Mes parents avaient entendu parler du passage d’une troupe, un divertissement inattendu
pour toute la famille et qui avait pour but de nous faire oublier nos morts. J’étais torturé et
je n’avais pas trouvé ma place dans cette guerre. Comment pouvais-je aider les Français ?
Mais surtout que devenait mon frère ? Il m’envoyait des lettres du front pour me rassurer et
me donner un aperçut de ce que je manquais en me comptant les déboires de ses frères
d’armes ou encore d’un chef qui lisait à leur régiment les lettres de sa femme et de ses
maitresses. Qu’il avait de la chance mon frère ! Sa vie était plus palpitante que la mienne…
Pensais-je à l’époque. Moi, je me contentais d’imaginer et j’attendais son retour avec
impatience. Il parlait des aventures romanesques d’un cheval qui lui avait sauvé la vie à
plusieurs reprises en se couchant avec lui et en faisant le mort pour échapper à une attaque
surprise des Allemands.
Vous savez, son régiment avait disparu et mon frère pensait être le seul rescapé. Le pur sang
portait des munissions supplémentaires, il avait été dressé pour garder les munitions en lui
et il les expulsait par ses excréments, un véritable soldat avec des sabots. La moindre chute
de l’étalon pouvait être fatale au cavalier et de son compagnon de quatre pattes. Plus tard
mon frère m’indiqua la séparation de cet ami d’infortune pour cause de subordination. Le
cheval avait en effet déjecté sur les bottes du général. Mais pour service rendu à la nation il
ne fut pas abattu.
Ces récits me remplissaient de bonheur, je faisais la guerre et vivais à travers lui alors un
spectacle de forains ne me réjouissait pas. Etre un enfant en base arrière ne me contentait
pas et les nouvelles distrayantes de mon frère se faisaient de plus en plus rares. Pour faire
plaisir à ma mère terrorisée, je m’assis sous cette tente et le spectacle démarra. Des clowns
faisaient leur show, puis des jongleurs prirent place avec leurs bâtons enflammés. Mais ce
dont j’attendais avec impatience étaient bien sur les dompteurs de fauves. Ont pu voir les
lions, les chevaux se succédés. Je fus subjugué par leur volupté, leur chorégraphie. Tout me
rapprochait de mon frère.
Un cheval brun, élancé et gigantesque. Sans que je m’en rende compte, des larmes avaient
rempli mes yeux. Mes parents me regardèrent et me proposèrent d’accepter la demande du
dompteur de le rejoindre pour son numéro. Tous pensaient que j’avais peur, mais la peur
n’existe pas dans le cœur des chevaliers.

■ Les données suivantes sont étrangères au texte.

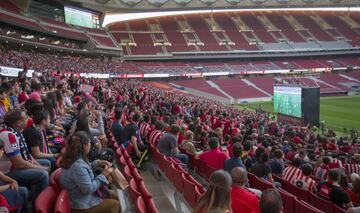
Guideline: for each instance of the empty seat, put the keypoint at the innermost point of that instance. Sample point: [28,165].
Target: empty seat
[45,202]
[288,200]
[144,191]
[140,205]
[151,208]
[337,209]
[134,191]
[62,203]
[55,180]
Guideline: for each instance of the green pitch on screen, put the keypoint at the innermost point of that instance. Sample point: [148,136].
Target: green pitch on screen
[287,100]
[75,18]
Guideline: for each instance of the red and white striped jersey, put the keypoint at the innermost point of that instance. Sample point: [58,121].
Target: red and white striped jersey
[144,128]
[335,163]
[352,168]
[290,172]
[321,172]
[304,182]
[155,137]
[355,148]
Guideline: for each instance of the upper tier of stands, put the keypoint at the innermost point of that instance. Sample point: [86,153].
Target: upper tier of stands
[233,31]
[11,14]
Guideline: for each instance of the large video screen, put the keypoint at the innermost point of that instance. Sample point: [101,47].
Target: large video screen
[81,18]
[287,101]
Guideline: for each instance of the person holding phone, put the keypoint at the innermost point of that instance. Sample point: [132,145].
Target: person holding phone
[78,178]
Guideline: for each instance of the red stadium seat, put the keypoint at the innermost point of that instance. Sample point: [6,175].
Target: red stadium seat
[130,163]
[201,168]
[144,192]
[140,205]
[151,206]
[288,200]
[136,175]
[303,207]
[127,174]
[320,203]
[122,162]
[191,161]
[176,178]
[118,152]
[62,203]
[55,180]
[284,184]
[189,191]
[261,184]
[134,191]
[337,209]
[58,160]
[209,171]
[168,169]
[45,201]
[200,191]
[299,193]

J’acceptai et le seconda tout en étant troublé par un détail et m’approchais de l’étalon. Il
était marqué. Le public commença à rire comme si cette situation fasse parti du spectacle. Je
me mis à crier, ce qui effraya le cheval qui tomba. Je ne me souviens plus de ce qui se passa
ensuite.
Mes parents me cachèrent longtemps la vérité mais ce que je peux te dire Gina, c’est que je
venais de tuer le seul objet vivant qui avait approché mon frère… Oscar.
Le cheval dressé pour la guerre qui était entré dans ma vie pour quelques minutes. Deux
semaines plus tard je recevais un télégramme pour me dire que mon frère avait succombé à
ses blessures le même soir qu’Oscar.
Vous savez Gina tous les contes de fées commencent par « il était une fois « et le cirque par
« ce soir » ? Ce que je peux dire, c’est que ce soir là dans ma ville j’ai tué un héros de la
guerre et le dernier ami de mon frère.